Over the years, Gupta has been catering to patients of all age groups – she has treated over 5000 people and trained around 260 students to become Su Jok practitioners. “I have been able to get fairly good results for most ailments. I am happy with the positive results while treating children with neurological problems, and those suffering from skin conditions such as psoriasis and leucoderma,” she says.

Incidentally, Gupta provides treatment to her patients free-of-charge.

She says, “With the escalating costs of health care, such therapies are one of the most effective mediums of social outreach. It definitely reduces the dependency on medicines and allows the auto repair system of the body to take over.

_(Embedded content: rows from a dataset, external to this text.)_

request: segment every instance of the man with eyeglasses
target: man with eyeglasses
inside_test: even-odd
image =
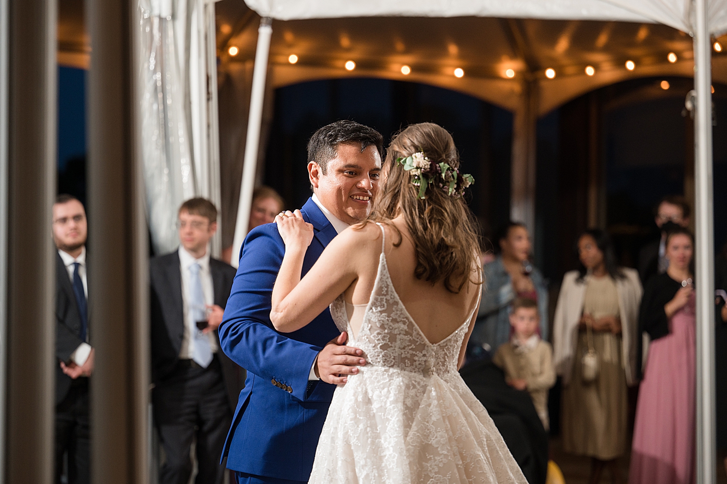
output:
[[[661,237],[644,246],[639,252],[638,273],[642,285],[645,285],[652,275],[663,274],[669,267],[669,261],[664,255],[667,233],[670,227],[688,227],[689,213],[689,204],[683,197],[670,195],[659,201],[654,221]]]
[[[86,211],[75,197],[53,204],[56,256],[55,483],[63,461],[68,484],[89,482],[89,377],[94,350],[89,344]]]
[[[161,484],[187,484],[196,441],[197,484],[222,482],[220,464],[244,371],[220,350],[235,269],[209,257],[217,211],[192,198],[180,208],[177,250],[151,259],[152,403],[166,460]]]

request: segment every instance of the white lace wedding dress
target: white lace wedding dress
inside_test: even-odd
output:
[[[474,309],[454,332],[430,343],[394,289],[382,247],[362,310],[349,344],[364,350],[367,363],[336,389],[310,484],[526,484],[457,370]],[[331,313],[353,334],[342,295]]]

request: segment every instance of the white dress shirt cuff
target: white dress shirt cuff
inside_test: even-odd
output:
[[[83,366],[86,360],[88,360],[89,355],[91,354],[91,345],[88,343],[81,343],[76,351],[71,353],[71,360],[79,366]]]
[[[318,357],[313,360],[313,364],[310,366],[310,373],[308,374],[308,382],[317,382],[321,379],[316,376],[316,363],[318,363]]]

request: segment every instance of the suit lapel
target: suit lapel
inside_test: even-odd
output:
[[[169,302],[168,308],[169,318],[166,323],[170,325],[170,329],[178,329],[184,327],[184,309],[182,301],[182,273],[180,269],[180,256],[178,252],[174,252],[174,257],[169,257],[165,267],[167,281],[166,287],[169,292],[166,294]],[[174,333],[169,333],[174,334]]]
[[[313,224],[315,231],[313,236],[318,240],[324,247],[330,243],[331,241],[338,235],[336,229],[329,222],[328,219],[326,218],[326,215],[321,211],[321,209],[316,204],[313,198],[308,198],[308,201],[305,202],[305,205],[300,209],[300,211],[303,214],[303,217],[309,223]]]
[[[225,294],[222,286],[225,283],[224,274],[221,270],[217,270],[215,260],[209,258],[209,274],[212,276],[212,300],[218,306],[225,306],[225,301],[220,300],[220,296]]]
[[[56,265],[58,268],[58,283],[60,284],[60,287],[63,289],[63,292],[65,293],[65,296],[68,298],[68,300],[73,302],[73,305],[76,306],[76,294],[73,294],[73,286],[71,285],[71,278],[68,277],[68,271],[65,268],[63,259],[60,258],[60,254],[58,254],[57,251],[56,251],[55,257],[57,262]]]

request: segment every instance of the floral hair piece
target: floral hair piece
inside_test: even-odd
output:
[[[434,185],[444,190],[449,196],[460,197],[465,189],[475,182],[471,174],[461,174],[446,163],[432,163],[419,151],[411,156],[396,158],[411,176],[411,184],[419,187],[419,198],[426,198],[427,188]]]

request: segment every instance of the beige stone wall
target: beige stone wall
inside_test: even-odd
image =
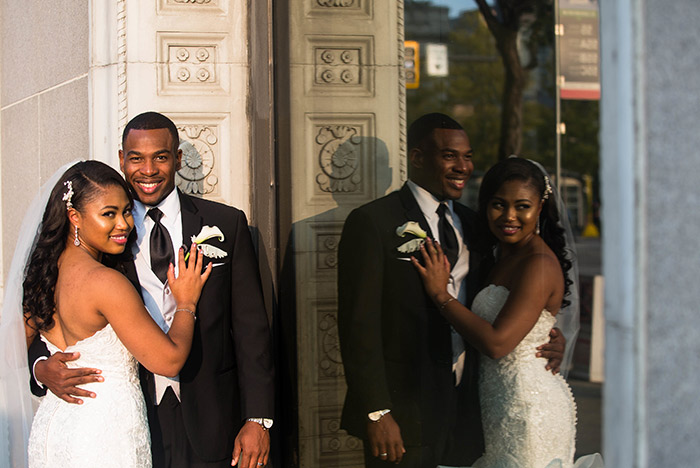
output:
[[[24,210],[58,167],[89,156],[89,2],[0,2],[2,271]]]
[[[340,429],[336,254],[347,214],[405,178],[403,1],[293,0],[280,16],[280,174],[290,177],[281,199],[291,200],[285,257],[296,290],[296,323],[284,332],[296,326],[299,466],[359,467],[362,443]]]

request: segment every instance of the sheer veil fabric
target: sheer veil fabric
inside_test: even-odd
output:
[[[22,314],[22,282],[49,195],[60,177],[78,161],[58,169],[26,211],[12,265],[5,277],[0,315],[0,466],[27,466],[27,442],[39,399],[29,390],[27,345]],[[9,222],[5,220],[5,222]]]
[[[531,163],[542,171],[542,174],[549,177],[547,171],[544,167],[537,161],[528,159]],[[559,182],[559,181],[557,181]],[[564,228],[564,237],[566,240],[566,252],[568,254],[569,260],[571,260],[571,269],[566,273],[567,279],[572,281],[569,288],[570,294],[566,297],[567,300],[571,302],[567,307],[561,309],[557,314],[557,322],[555,326],[559,328],[564,337],[566,338],[566,350],[564,351],[564,360],[561,364],[561,373],[564,378],[569,374],[569,369],[571,368],[571,360],[574,356],[574,346],[576,345],[576,338],[579,332],[579,315],[581,313],[580,309],[580,296],[578,287],[578,256],[576,254],[576,239],[574,238],[573,231],[571,230],[571,223],[569,222],[569,215],[566,209],[566,205],[559,196],[559,190],[551,181],[552,186],[552,197],[559,212],[559,225]]]

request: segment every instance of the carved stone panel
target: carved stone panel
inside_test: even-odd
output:
[[[337,385],[337,378],[344,378],[343,362],[340,358],[340,340],[338,339],[338,312],[335,303],[329,307],[316,309],[318,320],[318,384]]]
[[[158,33],[159,94],[225,94],[224,34]]]
[[[370,201],[376,138],[374,114],[307,115],[309,156],[315,167],[310,203],[328,203],[328,196]],[[358,200],[359,199],[359,200]]]
[[[309,15],[353,15],[372,17],[372,0],[307,0]],[[385,1],[385,0],[381,0]],[[359,19],[359,18],[358,18]]]
[[[182,162],[175,183],[184,193],[217,199],[221,196],[224,115],[180,116],[169,114],[180,134]]]
[[[314,64],[307,93],[319,96],[374,95],[374,44],[370,36],[310,37]]]
[[[340,411],[341,407],[314,408],[319,466],[363,466],[362,441],[340,428]]]

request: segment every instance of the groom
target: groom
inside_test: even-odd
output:
[[[203,226],[224,234],[205,242],[210,246],[204,247],[205,255],[212,247],[219,251],[210,254],[213,270],[197,305],[192,351],[180,374],[170,379],[141,368],[153,463],[258,468],[267,464],[270,447],[273,368],[257,259],[242,211],[175,188],[182,158],[178,145],[175,124],[146,112],[127,124],[119,151],[121,170],[137,200],[138,239],[126,274],[164,331],[175,304],[152,265],[167,265]],[[37,363],[37,380],[67,401],[95,397],[75,386],[99,381],[99,375],[93,369],[65,369],[69,357],[59,353]]]
[[[363,439],[367,467],[464,466],[483,452],[478,355],[440,315],[408,260],[421,258],[411,245],[423,236],[438,239],[452,264],[448,291],[471,305],[483,272],[477,215],[456,202],[474,170],[466,132],[444,114],[418,118],[408,130],[408,165],[400,190],[357,208],[343,228],[342,427]],[[556,367],[563,344],[546,346],[542,355]]]

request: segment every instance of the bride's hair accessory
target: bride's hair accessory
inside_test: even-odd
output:
[[[549,182],[549,176],[544,176],[544,194],[542,194],[543,200],[549,200],[549,196],[554,193],[552,190],[552,184]]]
[[[68,187],[68,190],[66,190],[66,193],[63,194],[63,201],[66,202],[66,209],[70,210],[71,208],[73,208],[73,193],[74,193],[73,192],[73,181],[67,180],[67,181],[63,182],[63,185]],[[76,227],[76,229],[78,229],[78,228]],[[76,235],[76,239],[77,239],[77,237],[78,236]]]

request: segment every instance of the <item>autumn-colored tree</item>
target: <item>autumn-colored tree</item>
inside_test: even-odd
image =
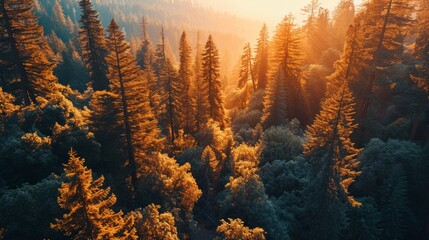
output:
[[[137,62],[140,67],[145,70],[149,65],[152,65],[153,62],[153,46],[149,39],[148,27],[147,27],[147,19],[145,17],[142,18],[141,23],[142,35],[141,41],[142,45],[140,49],[137,51]]]
[[[346,41],[343,49],[343,54],[335,63],[335,71],[327,78],[326,95],[331,96],[339,88],[344,81],[350,85],[360,84],[359,76],[362,69],[365,67],[367,54],[363,48],[363,28],[361,24],[361,16],[357,16],[354,24],[350,25],[347,30]]]
[[[360,172],[357,149],[350,140],[354,98],[347,82],[328,96],[313,124],[308,127],[304,155],[311,164],[307,188],[305,239],[338,239],[345,223],[344,206],[360,206],[348,188]]]
[[[365,48],[370,58],[367,80],[362,93],[357,96],[360,118],[368,116],[374,85],[380,85],[376,81],[382,73],[380,69],[398,62],[402,55],[406,27],[411,22],[411,10],[412,5],[406,0],[372,0],[365,4]]]
[[[314,62],[319,62],[323,52],[331,46],[331,24],[329,19],[329,11],[325,8],[319,8],[319,12],[314,22],[314,29],[310,35],[310,51],[314,58]]]
[[[250,96],[256,91],[256,79],[254,77],[252,61],[252,49],[250,43],[246,43],[243,48],[243,54],[241,55],[241,66],[237,85],[240,97],[240,105],[238,107],[240,108],[245,108],[247,106]]]
[[[170,212],[159,213],[161,206],[150,204],[131,212],[135,218],[137,235],[142,240],[179,240],[175,220]]]
[[[37,103],[37,97],[49,98],[57,83],[47,56],[51,50],[33,10],[32,0],[0,2],[2,87],[26,105]]]
[[[225,185],[224,211],[240,217],[251,226],[260,226],[273,239],[289,239],[286,226],[279,222],[272,202],[258,174],[258,153],[242,144],[233,150],[233,174]],[[251,210],[254,209],[254,210]]]
[[[116,197],[110,188],[103,189],[104,177],[93,180],[85,160],[70,150],[64,164],[66,182],[61,184],[58,204],[68,212],[56,219],[51,228],[73,239],[137,239],[132,217],[111,208]]]
[[[137,168],[141,158],[161,148],[162,139],[149,103],[149,89],[142,70],[129,52],[124,33],[112,19],[107,46],[110,89],[116,95],[117,116],[123,127],[125,149],[134,191],[138,190]]]
[[[229,222],[228,222],[229,221]],[[265,240],[264,229],[256,227],[250,229],[244,225],[240,218],[228,221],[221,220],[221,225],[216,228],[217,234],[225,240]]]
[[[301,9],[302,13],[306,15],[306,20],[304,24],[304,31],[306,35],[306,58],[308,63],[314,63],[316,62],[317,56],[312,51],[313,45],[312,37],[315,33],[316,29],[316,19],[317,19],[317,13],[319,10],[319,0],[311,0],[310,3],[308,3],[303,9]]]
[[[107,90],[109,80],[107,74],[107,46],[104,38],[104,29],[98,19],[98,13],[93,9],[91,0],[80,0],[79,6],[82,10],[80,19],[80,44],[83,60],[89,71],[92,88]]]
[[[153,153],[141,165],[140,181],[148,194],[146,201],[156,201],[165,209],[179,210],[182,221],[190,220],[202,192],[190,173],[189,163],[179,165],[174,158]]]
[[[287,119],[306,119],[306,104],[300,82],[301,57],[293,17],[285,17],[273,39],[273,73],[264,97],[262,125],[281,125]]]
[[[238,88],[247,87],[247,83],[251,81],[253,91],[256,91],[256,80],[253,76],[252,61],[252,49],[250,48],[250,43],[246,43],[243,48],[243,54],[241,55],[241,67],[237,86]]]
[[[198,32],[197,47],[195,53],[195,124],[196,131],[199,132],[208,121],[207,94],[204,92],[202,75],[202,53],[200,44],[200,34]]]
[[[333,46],[342,50],[345,43],[345,36],[350,24],[355,16],[355,5],[352,0],[341,0],[335,8],[333,14]]]
[[[415,74],[412,80],[429,93],[429,2],[422,0],[417,15],[419,33],[414,48]]]
[[[179,42],[179,93],[178,111],[179,126],[185,134],[195,131],[195,96],[193,95],[193,70],[191,46],[189,46],[186,32],[182,33]]]
[[[257,89],[265,89],[268,82],[268,29],[266,24],[259,32],[253,69],[258,82]]]
[[[222,99],[222,82],[220,79],[219,51],[210,35],[204,47],[202,56],[202,87],[207,94],[208,116],[219,122],[223,129],[226,125],[225,109]]]
[[[169,136],[171,145],[178,132],[178,76],[175,67],[166,54],[167,44],[165,41],[164,28],[161,29],[161,38],[156,46],[155,60],[153,62],[154,72],[157,76],[157,86],[155,94],[159,97],[159,102],[155,109],[155,116],[160,126],[163,126],[164,133]]]

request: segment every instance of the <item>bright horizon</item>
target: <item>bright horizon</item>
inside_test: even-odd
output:
[[[243,18],[267,23],[270,27],[277,25],[289,13],[293,13],[296,24],[301,25],[304,16],[301,9],[311,0],[197,0],[206,7],[220,12],[227,12]],[[340,0],[319,0],[320,6],[334,11]],[[358,8],[363,0],[354,0]]]

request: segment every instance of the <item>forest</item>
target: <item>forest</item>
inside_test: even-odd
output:
[[[429,0],[284,14],[0,0],[0,239],[429,239]]]

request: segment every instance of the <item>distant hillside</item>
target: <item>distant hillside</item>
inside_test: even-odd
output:
[[[38,1],[41,22],[45,31],[51,32],[52,9],[55,0]],[[64,15],[77,23],[80,9],[76,0],[58,0]],[[148,32],[152,43],[156,45],[161,26],[164,27],[168,44],[177,57],[177,46],[180,34],[186,30],[192,46],[196,46],[197,32],[200,31],[201,43],[204,44],[209,34],[220,49],[223,62],[235,62],[241,54],[244,43],[253,41],[262,23],[218,13],[203,8],[191,1],[175,0],[94,0],[94,8],[100,13],[103,25],[107,26],[114,17],[124,27],[127,37],[138,37],[141,33],[140,22],[144,16],[148,20]],[[229,64],[228,64],[229,65]],[[224,68],[230,71],[229,66]]]

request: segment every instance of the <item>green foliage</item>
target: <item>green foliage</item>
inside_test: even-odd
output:
[[[262,154],[260,165],[274,160],[291,160],[300,155],[304,139],[294,134],[289,126],[274,126],[262,135]]]
[[[234,150],[233,175],[219,203],[225,217],[238,217],[250,226],[260,226],[273,239],[288,239],[287,227],[280,222],[273,203],[265,194],[257,171],[255,150],[245,145]],[[252,154],[249,154],[252,153]]]
[[[92,88],[95,91],[107,90],[109,80],[106,77],[107,55],[104,28],[98,18],[98,12],[93,9],[91,0],[79,0],[82,11],[80,18],[80,45],[82,58],[89,71]]]
[[[228,218],[228,221],[221,220],[221,225],[217,227],[216,232],[220,236],[219,239],[225,240],[264,240],[264,229],[250,229],[244,225],[240,219]],[[217,239],[217,238],[216,238]]]
[[[57,205],[60,180],[49,177],[34,185],[24,184],[1,192],[0,228],[5,231],[5,240],[60,239],[49,229],[50,222],[60,215]]]

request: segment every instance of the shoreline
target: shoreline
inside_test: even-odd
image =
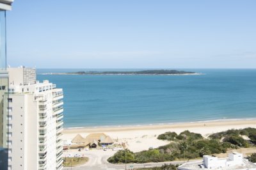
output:
[[[71,141],[78,134],[85,137],[92,133],[104,133],[115,141],[125,143],[130,150],[137,152],[149,148],[158,148],[170,143],[170,141],[157,139],[157,136],[167,132],[177,134],[188,130],[198,133],[207,137],[212,133],[229,129],[239,129],[247,127],[256,128],[256,119],[236,120],[215,120],[200,122],[177,123],[166,125],[152,125],[141,126],[124,126],[112,127],[81,127],[64,128],[63,139]]]
[[[202,73],[45,73],[40,75],[204,75]]]
[[[154,126],[168,126],[189,123],[214,123],[216,121],[250,121],[255,120],[256,118],[244,118],[244,119],[221,119],[221,120],[199,120],[193,121],[182,121],[182,122],[170,122],[170,123],[145,123],[145,124],[131,124],[125,125],[104,125],[104,126],[88,126],[88,127],[64,127],[64,130],[75,130],[75,129],[99,129],[99,128],[122,128],[129,127],[154,127]]]

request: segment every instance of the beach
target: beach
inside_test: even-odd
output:
[[[65,128],[63,139],[71,140],[77,134],[86,137],[92,133],[102,132],[119,143],[125,143],[128,149],[136,152],[148,150],[150,147],[157,148],[168,144],[168,141],[161,141],[157,136],[166,132],[179,134],[188,130],[201,134],[207,137],[212,133],[228,129],[256,128],[256,120],[216,120],[202,122],[180,123],[166,125],[134,125],[113,127],[81,127]]]

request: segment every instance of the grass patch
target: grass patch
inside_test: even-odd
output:
[[[63,166],[70,167],[77,166],[85,164],[89,160],[87,157],[81,158],[63,158]]]

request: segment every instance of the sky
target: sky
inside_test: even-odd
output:
[[[38,68],[256,68],[254,0],[16,0],[7,63]]]

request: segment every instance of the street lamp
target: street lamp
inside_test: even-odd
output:
[[[124,151],[125,151],[125,170],[126,170],[127,169],[126,169],[126,150],[125,149],[124,150]]]
[[[185,147],[184,146],[181,146],[181,148],[182,148],[183,150],[184,150],[184,158],[183,162],[185,163],[185,152],[186,152],[185,150],[188,149],[188,148],[187,148],[187,147]]]

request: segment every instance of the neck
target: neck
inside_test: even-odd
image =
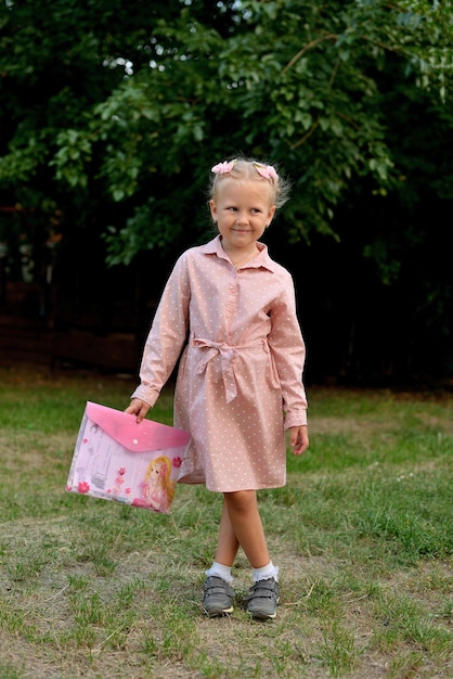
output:
[[[231,262],[235,267],[238,267],[240,265],[245,264],[248,259],[253,259],[257,255],[257,253],[259,253],[259,249],[256,244],[254,244],[254,246],[250,247],[246,253],[244,253],[243,251],[236,252],[236,251],[228,249],[225,248],[223,243],[222,243],[222,247],[224,252],[226,253],[226,255],[230,257]]]

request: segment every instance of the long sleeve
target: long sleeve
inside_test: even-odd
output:
[[[154,406],[186,341],[191,286],[185,257],[177,261],[165,286],[146,338],[140,368],[140,386],[132,398]]]
[[[294,284],[289,274],[288,283],[271,311],[271,320],[269,346],[282,385],[285,430],[288,430],[307,424],[308,408],[302,376],[306,346],[296,315]]]

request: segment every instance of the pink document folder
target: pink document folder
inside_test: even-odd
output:
[[[190,434],[87,401],[66,490],[170,512]]]

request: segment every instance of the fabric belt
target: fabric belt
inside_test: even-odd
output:
[[[237,396],[236,376],[234,372],[234,360],[237,354],[243,349],[250,349],[259,346],[260,344],[264,344],[264,340],[256,340],[255,342],[249,342],[248,344],[231,345],[226,342],[212,342],[211,340],[205,340],[202,337],[192,337],[191,344],[193,347],[207,349],[207,351],[205,351],[205,356],[197,366],[197,374],[203,373],[209,361],[220,355],[223,385],[225,387],[225,399],[226,402],[230,403]]]

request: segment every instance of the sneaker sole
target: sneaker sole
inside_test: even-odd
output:
[[[231,606],[231,608],[213,608],[211,611],[206,611],[206,608],[203,610],[208,617],[223,617],[225,615],[230,615],[230,613],[233,613],[234,611],[233,606]]]
[[[260,613],[259,611],[251,613],[248,611],[248,614],[256,620],[274,620],[276,618],[276,613]]]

Also it’s 100 per cent safe and doesn’t take long to get the desired results if the diagnosis is correct.”

On a healing mission

Gupta has opened charitable healing centres in Dehradun, Alwar, Bhopal and Lucknow and, according to her, she has never really had to promote Su Jok as it speaks for itself and people come to her centres on their own. She sees her involvement in Su Jok therapy as social service to people who have reposed their trust in her. Besides running her clinics, Gupta has visited Army’s multi-speciality Research and Referral hospitals in New Delhi, Ambala, Leh and Jhansi, to spread the word about Su Jok.

Healing is relaxing

How does a woman, who spends most of her time trying to relieve the pain and traumas of others, unwind and recharge her batteries? With a smile she remarks, “Healing is relaxing for me. I feel very calm when I see someone feel better. When patients come to the centre they have this unrelenting hope of recovery. Seeing them recover and the expression of gratitude in their eyes is the best gift for any doctor. At the end of the day, I actually feel more refreshed than when I started.”

Today, Gupta fervently hopes that she can encourage people to go in for Su Jok, As she puts it, “While minimising their dependency on medicines, it will help them lead a healthy and fulfilling life.”